The ArcGIS software was used to draw the spatial distribution map of heavy metal content and plant communities. Heavy metal source analysis was conducted using the EPA PMF 5.0 software. Pearson correlation analysis and regression analysis (RA) were conducted using SPSS 21.0. The standard deviation is shown as an error bar on the graph, and significance thresholds were set at P<0.05 (significant) and P<0.01 (highly significant). The plant species in this study were named according to the global biodiversity information facility (GBIF).

Results

Distribution characteristics and source analysis of heavy metals in soil

The Hg content in the soil of Xinjian Dyke ranged from 2.14 to 2.23 μg/kg, with HgYD2 (the Hg content of strip YD2) exhibiting the maximum value and HgYD3 exhibiting the minimum (Table 1, Fig. 3); the As content ranged from 27.32 to 35.33 μg/kg, AsYD1 was the maximum and AsYD3 was the minimum; the Cd content ranged from 1.38 to 2.4 μg/kg, CdYD2 was the maximum and CdYD4 was the minimum; the Cr content ranged from 115.83 to 134.32 μg/kg, CrYD4 was the maximum and CrYD2 was the minimum; the Pb content ranged from 54.33 to 69.44 μg/kg, PbYD4 was the maximum and PbYD3 was the minimum; the Cu content ranged from 50.11 to 86.89 μg/kg, CuYD4 was the maximum and CuYD1 was the minimum; the Zn content ranged from 205.76 to 223.42 μg/kg, ZnYD3 was the maximum and ZnYD4 was the minimum.

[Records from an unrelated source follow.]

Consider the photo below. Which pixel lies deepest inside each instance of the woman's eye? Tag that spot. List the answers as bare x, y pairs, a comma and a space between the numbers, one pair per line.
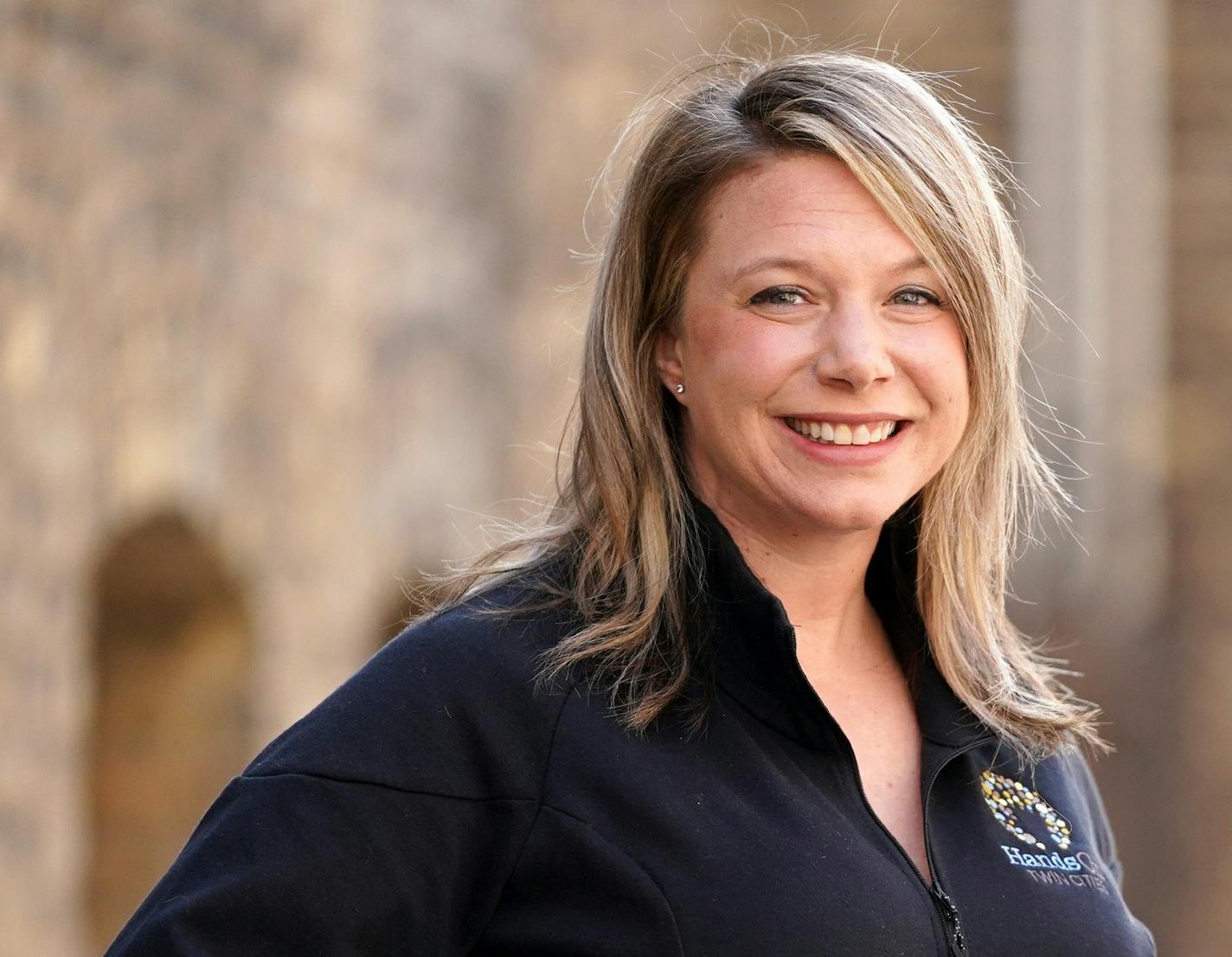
917, 297
779, 296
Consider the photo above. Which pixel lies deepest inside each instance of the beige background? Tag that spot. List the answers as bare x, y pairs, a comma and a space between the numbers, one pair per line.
287, 305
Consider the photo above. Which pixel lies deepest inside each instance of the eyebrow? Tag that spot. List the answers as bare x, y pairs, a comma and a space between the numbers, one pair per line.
802, 265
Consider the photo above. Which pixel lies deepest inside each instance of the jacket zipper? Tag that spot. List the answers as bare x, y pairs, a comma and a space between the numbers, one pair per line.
955, 940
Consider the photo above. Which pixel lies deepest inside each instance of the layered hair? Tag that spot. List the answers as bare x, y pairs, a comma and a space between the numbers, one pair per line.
621, 517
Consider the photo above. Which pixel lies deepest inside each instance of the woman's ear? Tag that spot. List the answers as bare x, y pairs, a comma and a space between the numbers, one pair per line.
668, 363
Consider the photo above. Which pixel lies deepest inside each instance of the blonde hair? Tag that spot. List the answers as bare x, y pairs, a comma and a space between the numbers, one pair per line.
621, 517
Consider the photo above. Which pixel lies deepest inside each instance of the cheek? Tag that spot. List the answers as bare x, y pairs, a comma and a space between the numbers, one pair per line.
741, 356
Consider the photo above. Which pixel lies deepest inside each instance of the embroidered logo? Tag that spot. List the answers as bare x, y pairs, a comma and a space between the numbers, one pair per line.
1014, 805
1025, 814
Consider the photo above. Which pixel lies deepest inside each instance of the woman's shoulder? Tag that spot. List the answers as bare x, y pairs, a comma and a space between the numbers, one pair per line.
449, 706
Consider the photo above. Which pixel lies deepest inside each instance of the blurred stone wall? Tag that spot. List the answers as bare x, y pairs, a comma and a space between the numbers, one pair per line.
1189, 869
296, 279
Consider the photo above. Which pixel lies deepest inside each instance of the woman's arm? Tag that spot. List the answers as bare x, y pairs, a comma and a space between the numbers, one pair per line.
387, 820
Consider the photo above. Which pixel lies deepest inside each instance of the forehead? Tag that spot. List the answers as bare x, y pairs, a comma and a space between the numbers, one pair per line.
799, 203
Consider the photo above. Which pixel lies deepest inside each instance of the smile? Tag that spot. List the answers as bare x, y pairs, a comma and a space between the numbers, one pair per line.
840, 434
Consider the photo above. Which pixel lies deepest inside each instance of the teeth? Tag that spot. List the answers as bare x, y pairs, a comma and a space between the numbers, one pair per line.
842, 434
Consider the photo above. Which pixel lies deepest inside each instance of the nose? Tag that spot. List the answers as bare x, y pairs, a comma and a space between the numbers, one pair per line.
853, 352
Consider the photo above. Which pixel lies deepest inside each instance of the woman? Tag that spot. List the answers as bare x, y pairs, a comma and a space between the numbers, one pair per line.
752, 689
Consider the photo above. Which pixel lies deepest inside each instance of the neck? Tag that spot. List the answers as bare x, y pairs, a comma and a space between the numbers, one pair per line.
817, 576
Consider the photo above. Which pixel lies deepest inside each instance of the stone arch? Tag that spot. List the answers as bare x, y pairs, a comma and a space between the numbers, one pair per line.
171, 718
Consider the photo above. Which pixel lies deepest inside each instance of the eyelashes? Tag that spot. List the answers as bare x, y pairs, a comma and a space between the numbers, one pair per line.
780, 296
795, 296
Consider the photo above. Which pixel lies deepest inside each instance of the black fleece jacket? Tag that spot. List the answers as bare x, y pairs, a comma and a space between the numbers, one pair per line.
435, 806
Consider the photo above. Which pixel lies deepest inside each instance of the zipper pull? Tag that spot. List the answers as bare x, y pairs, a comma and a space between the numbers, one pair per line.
950, 913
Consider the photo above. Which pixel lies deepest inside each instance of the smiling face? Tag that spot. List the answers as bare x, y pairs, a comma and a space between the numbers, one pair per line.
807, 311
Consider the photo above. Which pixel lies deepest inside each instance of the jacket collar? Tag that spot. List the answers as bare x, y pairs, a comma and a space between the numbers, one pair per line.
754, 645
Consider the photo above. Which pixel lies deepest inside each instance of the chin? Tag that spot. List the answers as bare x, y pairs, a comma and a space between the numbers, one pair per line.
853, 515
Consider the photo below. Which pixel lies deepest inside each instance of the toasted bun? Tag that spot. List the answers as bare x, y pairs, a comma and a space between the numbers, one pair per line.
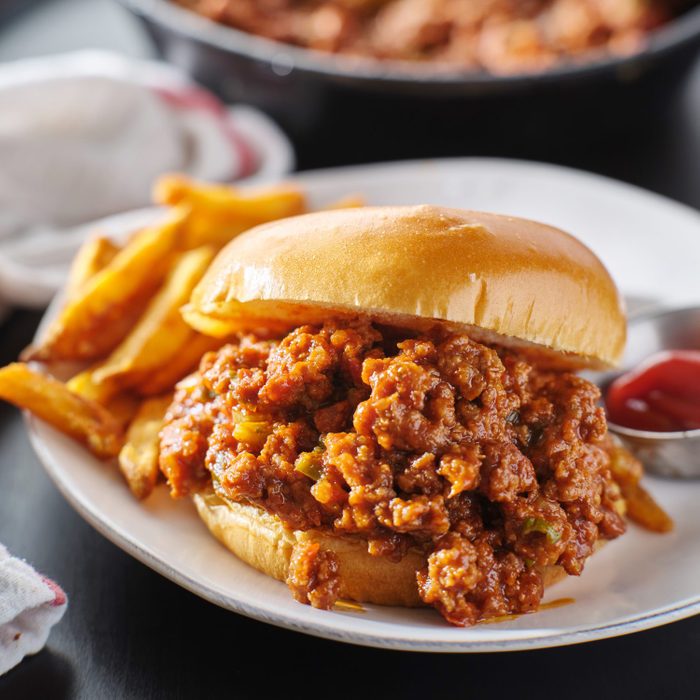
501, 279
260, 540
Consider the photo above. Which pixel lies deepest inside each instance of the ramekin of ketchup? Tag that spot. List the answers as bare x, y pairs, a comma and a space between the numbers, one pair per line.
660, 395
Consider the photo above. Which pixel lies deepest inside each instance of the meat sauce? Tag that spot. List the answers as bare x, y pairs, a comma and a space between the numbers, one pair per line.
661, 395
492, 468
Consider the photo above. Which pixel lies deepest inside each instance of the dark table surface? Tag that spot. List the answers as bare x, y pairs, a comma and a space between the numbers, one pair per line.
129, 633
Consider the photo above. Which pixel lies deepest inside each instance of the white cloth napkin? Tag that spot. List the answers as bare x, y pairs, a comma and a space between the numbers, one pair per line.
84, 135
30, 605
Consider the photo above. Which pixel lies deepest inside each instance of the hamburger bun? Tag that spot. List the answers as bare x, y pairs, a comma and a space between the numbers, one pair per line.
500, 279
261, 541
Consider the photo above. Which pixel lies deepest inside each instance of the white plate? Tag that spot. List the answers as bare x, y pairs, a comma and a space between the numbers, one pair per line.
652, 247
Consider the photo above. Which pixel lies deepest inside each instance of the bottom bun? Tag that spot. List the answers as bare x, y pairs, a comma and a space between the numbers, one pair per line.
260, 540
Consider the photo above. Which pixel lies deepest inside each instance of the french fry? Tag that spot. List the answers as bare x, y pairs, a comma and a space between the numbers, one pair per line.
161, 332
84, 385
52, 401
138, 459
186, 361
218, 213
644, 510
259, 204
627, 471
94, 255
123, 407
98, 318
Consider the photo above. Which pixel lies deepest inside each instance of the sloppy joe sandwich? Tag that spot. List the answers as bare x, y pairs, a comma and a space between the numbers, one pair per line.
398, 419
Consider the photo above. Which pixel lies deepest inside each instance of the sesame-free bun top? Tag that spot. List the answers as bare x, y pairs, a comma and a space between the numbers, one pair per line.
500, 279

Table 1 Distribution of heavy metal content in soil of four strip zones (mg/kg)
Fig. 3
figure 3

Distribution of heavy metal content in four strips

The PMF model was originally used in the analysis of air pollution sources and has been applied for the assessment of water and soil pollution in recent years (Salim, et al. 2019; Meng, et al. 2021). The average contents of the seven heavy metals were all higher than the CK values, and the contents of Hg, Cd, Cu, and Zn were higher than the maximum allowable values established by the GB15618-2018 (Table 1). This demonstrated that although the distribution difference of soil heavy metals in the study was not obvious, it was affected by human activities to a certain extent. Therefore, PMF sources were analyzed for seven heavy metals. After 20 iterations, the minimum q (robustness value = 128.5) was obtained. When the number of factors was 5, the model had the smallest difference between the objective function and objective function true value, meaning that the calculation scheme was the most stable. Therefore, the source of heavy metals was locked into 5 factors. Fitting results obtained by source analysis are shown in Fig. 4. The Hg element fitting curve R2 was 0.73, and those of the other elements were greater than 0.9, which indicated that the overall accuracy of the PMF model was relatively good. Therefore, this model could fully explain the information contained in the original data, thereby meeting the needs of source analysis. The output results of the model operation are shown in Fig. 5. The source component spectrum overlap was high, indicating the high similarity of the results. Previous studies have shown that heavy metals originate from a variety of industrial sources such as mining and fossil fuel burning, nonferrous metal smelting, machinery manufacturing and electroplating, instrument fabrication, organic synthesis, and manufacturing (Chaturvedi et al. 2018; Kartal et al. 2006; Loska and Wiechuła, 2003; Men et al. 2018). These industrial sources were excluded after field investigation in this study. Additionally, coal heating emission sources were not considered and no film has been used in agricultural land in recent years.

Fig. 4
figure 4

PMF model operation output results

Fig. 5
figure 5

Spectrum of heavy metal sources in four belt strips. F1 is the traffic source; F2 is the agricultural non-point source of organic fertilizer emissions; F3 is the mixed source of soil parent material and organic fertilizer; F4 is a mixture of vehicle exhaust and organic fertilizer; F5 is the soil parent material source

As indicated in Table 2, the main contributing elements of F1 were Cd and Pb, with a contribution rate of 83.9%, whereas the contribution of Hg was 0. The external sources of Cd include industrial sources, fossil fuel combustion, and pesticides, among others. Pb mainly originates from industrial raw material production, metal mining, and transportation emissions (He et al. 2013; Li and Jia 2018). After the investigation, industrial sources such as mining, fossil fuel combustion, nonferrous metal smelting, machinery manufacturing, electroplating instruments, and organic synthesis were excluded. There were no coal heating emission sources and no film had been used in farmlands in recent years. Moreover, the roads were mainly internal roads with less traffic pollution. Therefore, F1 was the pesticide source.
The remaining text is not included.